Foto: Victor Moriyama/Folhapress
Josimar elogia a moqueca de shiitake e palmito, do restaurante Le Manjue, em São Paulo. Foto: Victor Moriyama/Folhapress| Foto:

O caderno Comida, do jornal Folha de São Paulo, publicou na quarta, 27, dois textos do crítico de gastronomia Josimar Melo depois de seis dias de uma “dieta vegana” (não conto o último dia porque ele comeu uma dobradinha). Você pode ler neste link uma espécie de diário e neste outro, uma conclusão. Suas experiências foram cozinhando de casa e comendo em restaurantes veganos, com inclinação a ser natural e também nos “comuns”. No sexto dia, foi jantar na casa de uma amiga, que cozinhou um prato especial para ele.

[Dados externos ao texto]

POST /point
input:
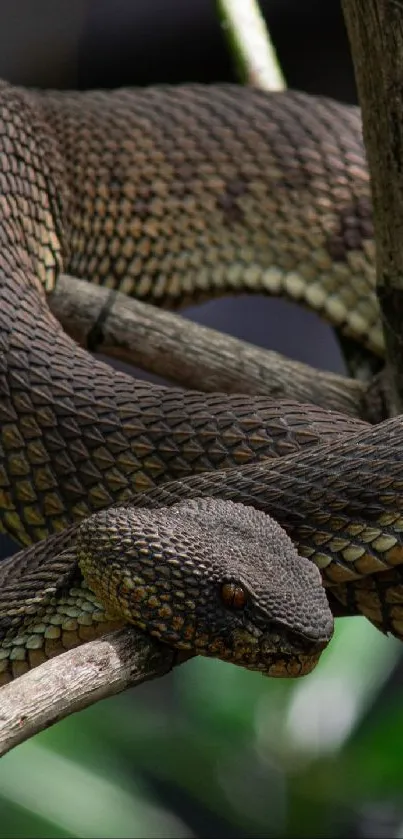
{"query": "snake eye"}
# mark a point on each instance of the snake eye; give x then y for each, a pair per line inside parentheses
(233, 595)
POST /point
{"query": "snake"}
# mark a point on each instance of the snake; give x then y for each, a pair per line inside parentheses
(178, 511)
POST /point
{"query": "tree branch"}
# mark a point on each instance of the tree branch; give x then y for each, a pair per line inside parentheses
(375, 29)
(195, 356)
(78, 678)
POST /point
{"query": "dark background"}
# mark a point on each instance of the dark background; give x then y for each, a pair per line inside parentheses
(92, 43)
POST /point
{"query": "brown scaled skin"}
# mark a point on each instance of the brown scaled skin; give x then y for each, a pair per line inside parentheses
(164, 571)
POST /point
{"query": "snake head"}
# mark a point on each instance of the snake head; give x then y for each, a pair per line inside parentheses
(215, 577)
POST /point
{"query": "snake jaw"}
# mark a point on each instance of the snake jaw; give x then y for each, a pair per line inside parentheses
(166, 570)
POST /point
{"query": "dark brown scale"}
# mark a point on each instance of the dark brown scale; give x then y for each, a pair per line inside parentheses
(172, 195)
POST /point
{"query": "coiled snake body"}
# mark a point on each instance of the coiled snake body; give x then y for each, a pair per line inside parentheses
(173, 195)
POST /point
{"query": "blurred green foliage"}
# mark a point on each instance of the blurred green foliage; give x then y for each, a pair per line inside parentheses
(214, 750)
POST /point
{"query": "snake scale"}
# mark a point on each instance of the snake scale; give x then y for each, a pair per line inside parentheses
(174, 195)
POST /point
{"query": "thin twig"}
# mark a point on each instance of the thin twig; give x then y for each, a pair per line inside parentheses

Josimar Melo é um dos principais críticos de gastronomia do Brasil e o fato de ele não ter gostado de se alimentar como um vegano é um problema dele. E as consequências disso, também. Um dos pontos de seu texto evidencia uma tendência ao bem-estarismo – uma corrente que prega que os bichos devem ser criados soltos e abatidos sem estresse ou dor – e até chegar nesta parte, tudo o que estava escrito antes já tinha enfurecido metade da internet. E mesmo os ativistas mais ferrenhos, que defendem toda a forma de vida animal (e discordam do bem-estarismo), estavam prestes a verbalizar que o melhor era ter a cabeça do crítico rolando timeline abaixo. Achei exagerado, para não dizer contraditório.

Pelo tom do texto, parece-me que Josimar acordou no primeiro dia com a ideia fixa de que uma dieta vegana não é normal (ah, essa palavrinha!). Foi à cozinha fazer um macarrão (que parece delicioso pela descrição, aliás) e ficou contrariado nos dias seguintes quando chegou à conclusão que teria que “transformar sua cozinha em uma farmácia”. Bem disse uma amiga minha: qualquer dieta que for feita de supetão vai deixar uma impressão ruim. Uma semana de dieta brusca não convence ninguém.

Conversei com o Josimar por telefone na manhã de quinta, 28. Ele me contou que a ideia de experimentar a mudança de hábitos surgiu em uma conversa dentro da redação. A ideia é boa, não? Eu respeito o trabalho do Josimar, mas fiquei decepcionada com a sua abordagem do tema. E, tudo bem, cada um tem a sua opinião e suas decepções – a dele foi a comida; a minha, a superficialidade do texto. O que tem que ficar claro é que foi um texto opinativo (assim como este é), não uma reportagem investigativa ou científica, por isso ele preferiu citar nutricionistas ou teorias com as quais ele concorda. Era para ser parcial. E ele não estava disposto a mudar seus hábitos alimentares, apenas experimentar “na pele”.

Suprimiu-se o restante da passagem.